The aim of this report was to describe a newly designed tunnel technique (A New Tunnel Technique) using acellular dermal matrix (ADM) allograft for soft tissue augmentation prior to mono-cortical block graft. Two cases with vertical and horizontal ridge deficiency in the mandibular anterior area were indicated for mono-cortical block grafting before implant placement. Soft tissue evaluation and measurements showed thin tissue covering the defect area composed mainly of nonkeratinized alveolar mucosa measuring 1 to 2 mm in most of the sites. Soft tissue augmentation was done first using a new tunnel technique with ADM allograft. After 2 months of healing, mono-cortical block graft was harvested from the mandibular symphysis area and fixed to the recipient site. Soft tissue measurements were made before soft tissue graft and immediately before block graft. Healing was evaluated at 2, 4, 12, and 24 weeks post-block grafting surgery to evaluate healing. In both cases, there was generalized 1- to 2-mm increase in soft tissue thickness covering the defect areas following allograft. Both cases had healed uneventfully with no soft tissue complications following block grafting procedure to the time of implant placement. The new tunnel technique for soft tissue augmentation using acellular dermal matrix allograft seems to be a valid approach in soft tissue preparation prior to mono-cortical block grafting. Further research is needed to evaluate if this procedure will help to prevent soft tissue complications associated with block grafting.

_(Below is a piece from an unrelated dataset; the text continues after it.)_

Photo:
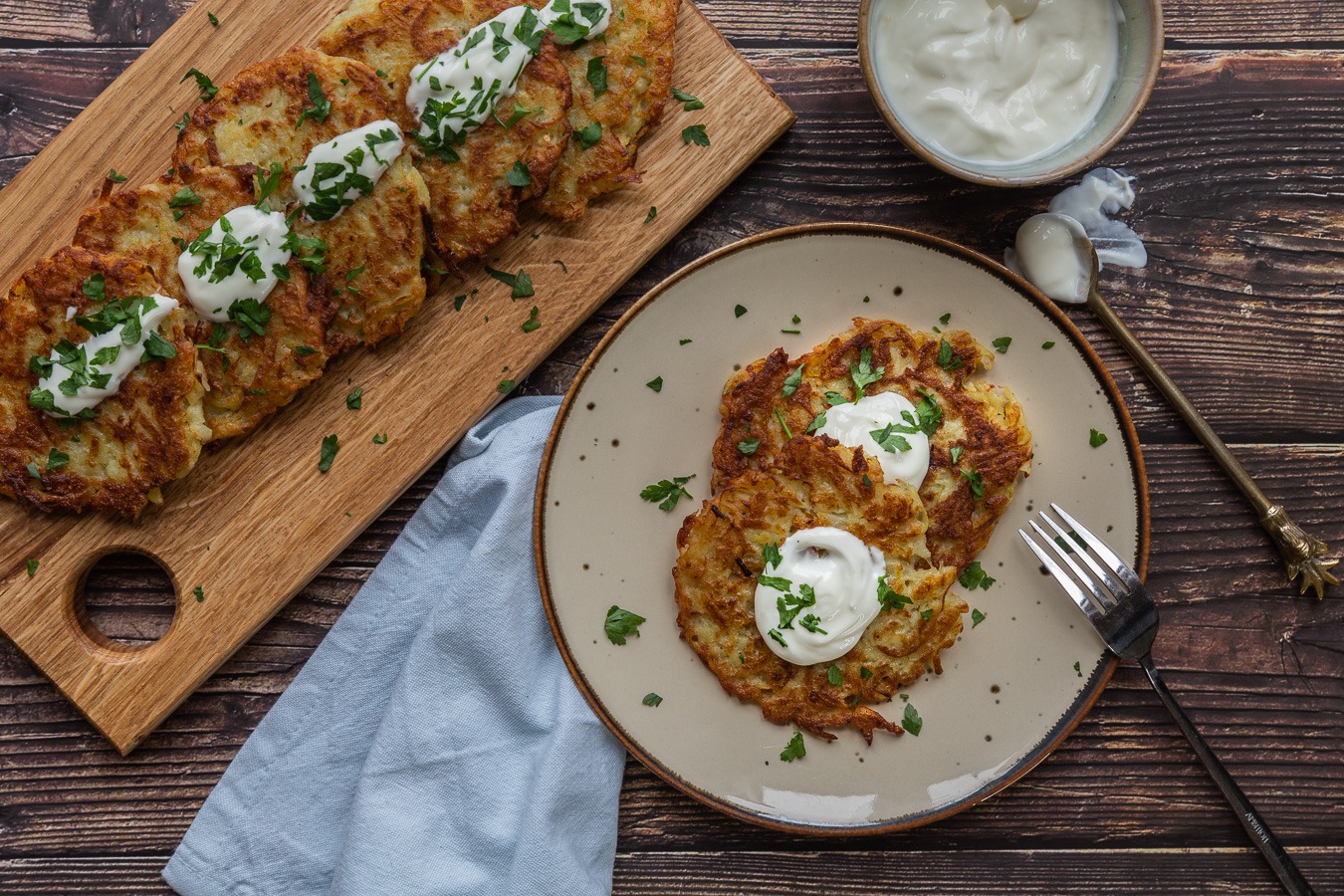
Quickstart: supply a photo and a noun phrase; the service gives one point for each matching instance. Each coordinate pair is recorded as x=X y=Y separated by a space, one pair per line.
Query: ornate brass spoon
x=1302 y=554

The ideal placement and restoration of dental implants is dependent on the presence of adequate bone volume and quality at the edentulous site. Alveolar bone loss can result from tooth extraction, infection, trauma, and pathology and can prevent implant placement in favorable positions and angulations.1 The morphology of a bony defect is an important factor in the selection of a method for ridge augmentation.2
Alveolar ridge defects can be classified according to Seibert and Cohen as horizontal, vertical, or a combination of vertical and horizontal bone loss.3 Horizontal bone loss is the most amenable to augmentation, while a combination of horizontal and vertical bone loss offers the lowest predictability for surgical correction.1
While many materials have been proposed and studied with these techniques including allografts,14,–16 xenografts,17,18 and alloplasts,19,20 the use of autogenous bone grafts represents the gold standard for bone augmentation procedures.21,–27
Autogenous bone graft can be harvested from extra-oral6,28,–30 or intra-oral2,7,–9,21,23,27,31,–35 donor sites. Several studies have confirmed that intraorally harvested intramembraneous bone grafts, when compared with extraorally harvested endochondral bone grafts, may have minimal resorption,7,8,36,–38 enhanced revascularization,8 and better incorporation at the recipient site.36 Other advantages include proximity to the recipient site, and therefore reduced morbidity; no hospitalization; convenient surgical access; and no cutaneous scar formation.39,40
Autogenous bone grafts have been used in block and particulate forms. Block grafts when compared with particulate bone marrow, have been associated with lower osteogenic activity41 and slower revascularization.24,42,43 Block type grafts may be harvested from the mandibular symphysis, body, or ramus area.8 Larger bone volume could be harvested from the symphysis compared with other intraoral sites. The block should be contoured to better adapt to the recipient site and fixed to the recipient site using 2 fixation screws ranging from 1 to 1.5 mm in diameter.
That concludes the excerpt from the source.